There are a lot of painful stereotypes and myths out there about bisexuals, and most people who are coming out as bi have heard them long before coming out, so they know that with a lot of other people they’re going to get the proverbial “whole lotta ugly from a never-ending parade of stupid.” But not you.
They’re cool with you, and know, or at least hope, you’ll be cool with them.
You, um, don’t want to screw this up, right?
Of course not. You’re a good doobie. You wanna be down with the Bis as a Fierce Ally. Whether you identify as straight, gay, lesbian, pan, omni, asexual, or some other orientation, whether you’re cisgender or trans* or genderfluid/queer, you want to show you are worthy of this bisexual person’s trust in you.
So, if you’re thinking of saying one of the following phrases, or something close to one of them**, you might want to pause, take a breath, consider the context, think how you’d feel hearing it if the roles were reversed, and maybe, just maybe, say something else.
Or just give a hug. Hugs are almost always good responses. Sometimes they’re the best ones.
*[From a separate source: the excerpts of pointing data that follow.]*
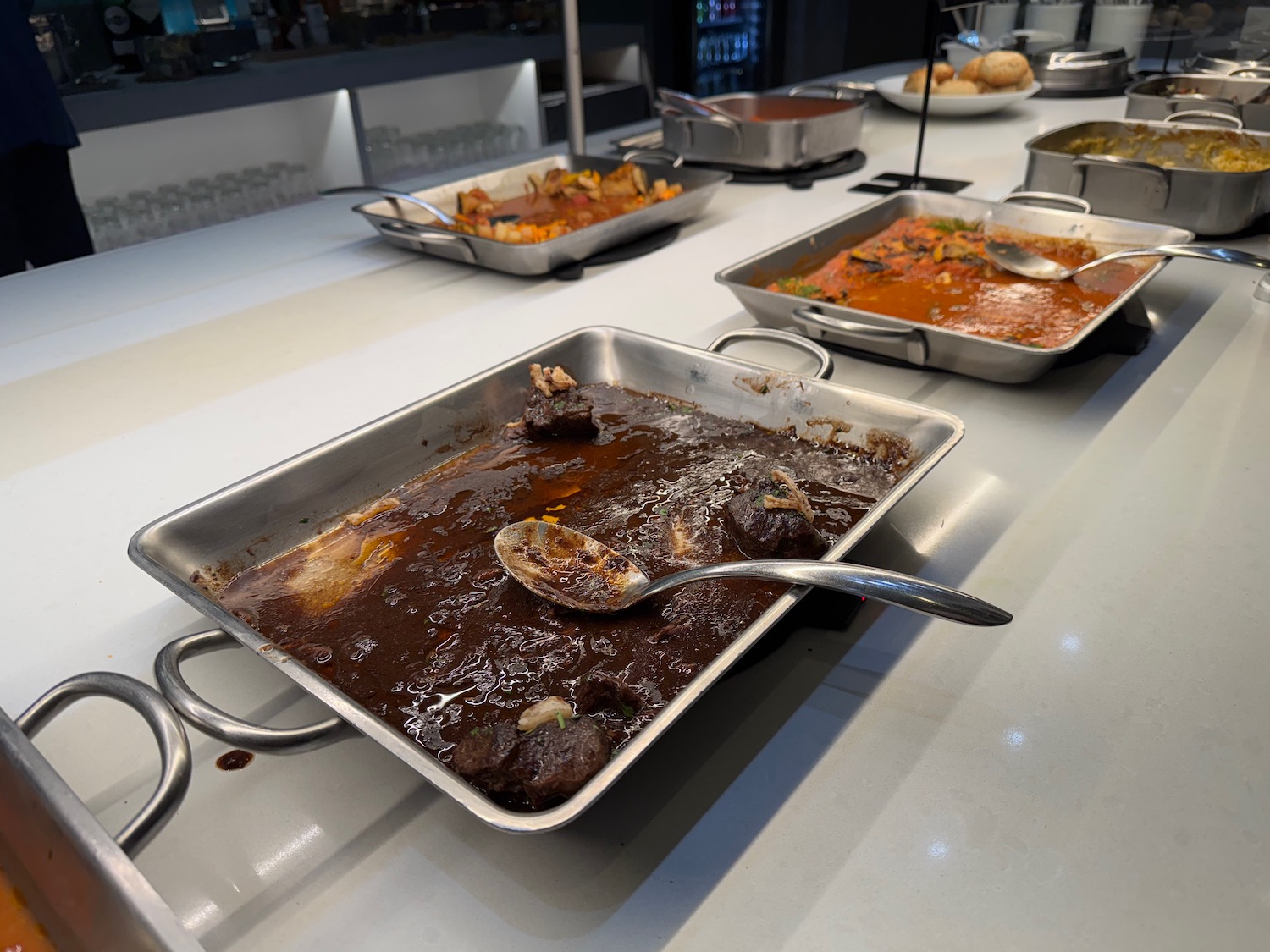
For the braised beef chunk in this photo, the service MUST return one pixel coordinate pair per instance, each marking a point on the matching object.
(772, 520)
(556, 406)
(485, 756)
(599, 691)
(548, 763)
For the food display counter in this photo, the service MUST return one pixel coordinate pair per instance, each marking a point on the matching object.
(1090, 776)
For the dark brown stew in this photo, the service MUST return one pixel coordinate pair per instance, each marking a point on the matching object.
(409, 614)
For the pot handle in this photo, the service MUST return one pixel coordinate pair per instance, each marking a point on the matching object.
(1234, 121)
(1212, 104)
(914, 340)
(1161, 182)
(224, 726)
(1052, 197)
(431, 238)
(168, 730)
(657, 155)
(818, 353)
(841, 91)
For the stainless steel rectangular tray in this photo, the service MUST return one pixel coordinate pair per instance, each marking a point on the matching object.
(416, 230)
(272, 512)
(921, 344)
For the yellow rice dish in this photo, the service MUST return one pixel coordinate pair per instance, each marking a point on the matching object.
(1184, 149)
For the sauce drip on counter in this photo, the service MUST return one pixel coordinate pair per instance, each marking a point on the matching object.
(411, 614)
(235, 759)
(19, 932)
(934, 271)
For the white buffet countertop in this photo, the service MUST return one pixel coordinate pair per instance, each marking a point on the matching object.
(1092, 776)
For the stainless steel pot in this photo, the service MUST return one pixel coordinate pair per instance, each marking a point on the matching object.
(1229, 63)
(1160, 96)
(418, 231)
(805, 129)
(1196, 200)
(921, 344)
(269, 513)
(78, 881)
(1076, 70)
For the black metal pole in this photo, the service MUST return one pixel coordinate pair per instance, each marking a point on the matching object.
(929, 45)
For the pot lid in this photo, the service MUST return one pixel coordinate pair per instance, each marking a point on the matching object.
(1076, 58)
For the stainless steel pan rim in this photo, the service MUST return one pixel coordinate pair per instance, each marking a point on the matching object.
(635, 357)
(544, 256)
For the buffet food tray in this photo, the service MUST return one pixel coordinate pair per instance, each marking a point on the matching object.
(417, 230)
(1157, 96)
(1198, 200)
(924, 344)
(294, 502)
(78, 883)
(817, 129)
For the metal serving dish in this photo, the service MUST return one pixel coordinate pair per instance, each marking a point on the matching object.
(417, 230)
(1157, 96)
(1196, 200)
(1077, 70)
(812, 129)
(919, 344)
(261, 517)
(1229, 63)
(78, 881)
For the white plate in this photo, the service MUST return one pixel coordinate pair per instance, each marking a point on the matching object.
(892, 89)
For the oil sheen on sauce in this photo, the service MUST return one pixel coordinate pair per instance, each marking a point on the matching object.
(411, 614)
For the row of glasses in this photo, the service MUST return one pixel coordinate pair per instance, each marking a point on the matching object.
(394, 155)
(144, 215)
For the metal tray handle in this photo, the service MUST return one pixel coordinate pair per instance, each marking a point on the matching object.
(1160, 187)
(823, 358)
(665, 157)
(168, 730)
(840, 91)
(431, 238)
(914, 340)
(1234, 121)
(224, 726)
(1051, 197)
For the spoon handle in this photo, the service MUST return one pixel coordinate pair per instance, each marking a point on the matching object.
(1208, 253)
(893, 588)
(391, 195)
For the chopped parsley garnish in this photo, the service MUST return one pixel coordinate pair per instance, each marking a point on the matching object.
(949, 225)
(797, 286)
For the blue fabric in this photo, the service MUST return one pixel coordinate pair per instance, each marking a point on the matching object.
(30, 108)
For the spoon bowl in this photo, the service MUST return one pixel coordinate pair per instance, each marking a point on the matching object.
(1018, 261)
(574, 570)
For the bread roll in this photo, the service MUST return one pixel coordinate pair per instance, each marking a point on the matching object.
(1002, 68)
(957, 88)
(970, 71)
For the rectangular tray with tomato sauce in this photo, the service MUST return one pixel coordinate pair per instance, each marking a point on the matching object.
(954, 314)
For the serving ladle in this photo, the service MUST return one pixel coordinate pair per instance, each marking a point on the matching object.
(578, 571)
(393, 195)
(1015, 259)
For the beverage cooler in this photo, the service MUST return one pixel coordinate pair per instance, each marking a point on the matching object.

*While some of what’s on here would apply in the situation where a boyfriend, girlfriend, spouse, or other partner has just come out to you as bi, those are obviously different situations and probably deserve their own list, since your romantic and/or sexual relationship to that person may be directly involved. This list is really for those relationships that are only familial, professional, and platonic.
** Every single phrase here, or something very close to it, has been said to me or to bi friends during their coming out processes, by people they regarded as close, trustworthy friends, family members, or colleagues.
10. Why are you telling me? I don’t care who you sleep with or what you do in your bedroom or private life. It’s no one’s business/it doesn’t matter that you’re bisexual.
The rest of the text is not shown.